C’est un affront personnel pour Diên Biên, un gredin de la pire espèce qui a demandé en vain la main de la jeune fille.
Pour se venger, il présente au roi Trang Vuong une statuette de Ngoc Hoa en bois de santal. Le monarque ordonne de faire venir la nouvelle mariée à la Cour. Mais elle refuse d’entrer au harem.
Le roi propose au mari richesse et honneurs. Pham Tai rejette l’offre et se retire dans une pagode, sachant qu’il ne pourrait rien contre le roi. Ce dernier fait empoisonner son rival.
Une fin heureuse
Les romans populaires exaltent souvent la fidélité conjugale. |
Photo : CTV/CVN |
Toujours fidèle à son mari, Ngoc Hoa use d’un stratagème : elle promet d’épouser le tyran s’il lui accorde trois ans pour porter le deuil de son mari.
À l’expiration de ce délai, elle se coupe la gorge pour rejoindre Pham Tai au Royaume des Ombres. Les deux époux portent plainte contre Trang Vuong. Le roi des Ténèbres fait jeter le coupable dans un vase d’huile brûlante et permet aux victimes de revenir au monde des mortels où Pham Tai devient roi à la place de Trang Vuong.
Dans la scène suivante, le roi propose un marché matrimonial aux deux époux :
…"Le roi Trang aussitôt fait venir Pham Tai :
Souverain de ce royaume, mandaté par le Ciel.
Je ne ravirai pas la femme d’un sujet.
Or pour or, je te propose ceci :
Je te donne la moitié de mes trois cents odalisques, Ngoc Hoa sera reine.
Comme un couple de phénix, nous régnerons
Aussi glorieux que les empereurs du passé.
Je t’accorderai titres et faveurs,
Tu seras en règle avec ta famille, comme avec l’État ?".
Pham Tai se prosterne et dit humblement :
"Sire, ma pauvre épouse est esclave du destin.
Croyant pouvoir remplir son devoir conjugal
Pour cent ans, elle a juré fidélité.
Il est écrit que les êtres divins doivent s’unir.

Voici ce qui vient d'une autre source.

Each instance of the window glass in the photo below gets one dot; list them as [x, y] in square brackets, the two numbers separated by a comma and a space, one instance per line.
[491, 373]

Je ne suis qu’un pauvre étudiant soucieux de suivre la voie des sages.
Je m’incline devant la volonté royale.
Je ne m’en prends qu’à mon triste sort.
Le Dieu du Mariage ne m’a guère comblé.
Une fois Ngoc Hoa intronisée, je regagnerai mon village.
Je cultiverai l’abstinence à l’ombre de Bouddha".

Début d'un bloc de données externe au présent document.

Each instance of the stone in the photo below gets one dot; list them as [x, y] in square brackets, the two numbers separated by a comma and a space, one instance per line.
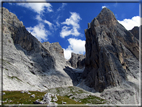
[110, 52]
[77, 60]
[28, 64]
[135, 32]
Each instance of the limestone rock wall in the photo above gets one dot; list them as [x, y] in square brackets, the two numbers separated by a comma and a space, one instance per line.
[112, 53]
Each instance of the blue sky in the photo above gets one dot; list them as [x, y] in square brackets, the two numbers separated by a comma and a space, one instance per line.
[65, 22]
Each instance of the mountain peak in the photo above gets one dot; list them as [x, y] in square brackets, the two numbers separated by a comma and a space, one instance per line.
[106, 16]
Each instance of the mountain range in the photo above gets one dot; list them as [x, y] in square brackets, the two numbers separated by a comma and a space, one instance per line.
[110, 66]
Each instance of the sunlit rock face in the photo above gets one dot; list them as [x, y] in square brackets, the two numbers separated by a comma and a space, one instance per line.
[27, 64]
[112, 53]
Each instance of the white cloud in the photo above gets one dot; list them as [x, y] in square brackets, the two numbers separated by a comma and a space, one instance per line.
[76, 46]
[38, 17]
[49, 24]
[37, 7]
[39, 31]
[73, 21]
[130, 23]
[63, 5]
[103, 7]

… Le roi Trang fait venir Ngoc Hoa :
"Ton mari, dit-il, à renoncer au monde est décidé.
J’attends ta décision, maître tout puissant.
J’ai daigné t’accorder mille et mille paroles !".
Elle s’agenouille et lui répond :
"Sire, nous sommes unis par
des liens du mariage.
Votre volonté va à l’encontre de la justice, vous êtes le soleil.
Mais la femme doit suivre son mari, fût-il un astre obscur.
… Le harem ne manque pas de beautés,
Pourquoi imposer votre volonté à une femme mariée ?
Si vous martyrisez mes joues roses,
Je choisirai la mort pour ne pas trahir mon époux…".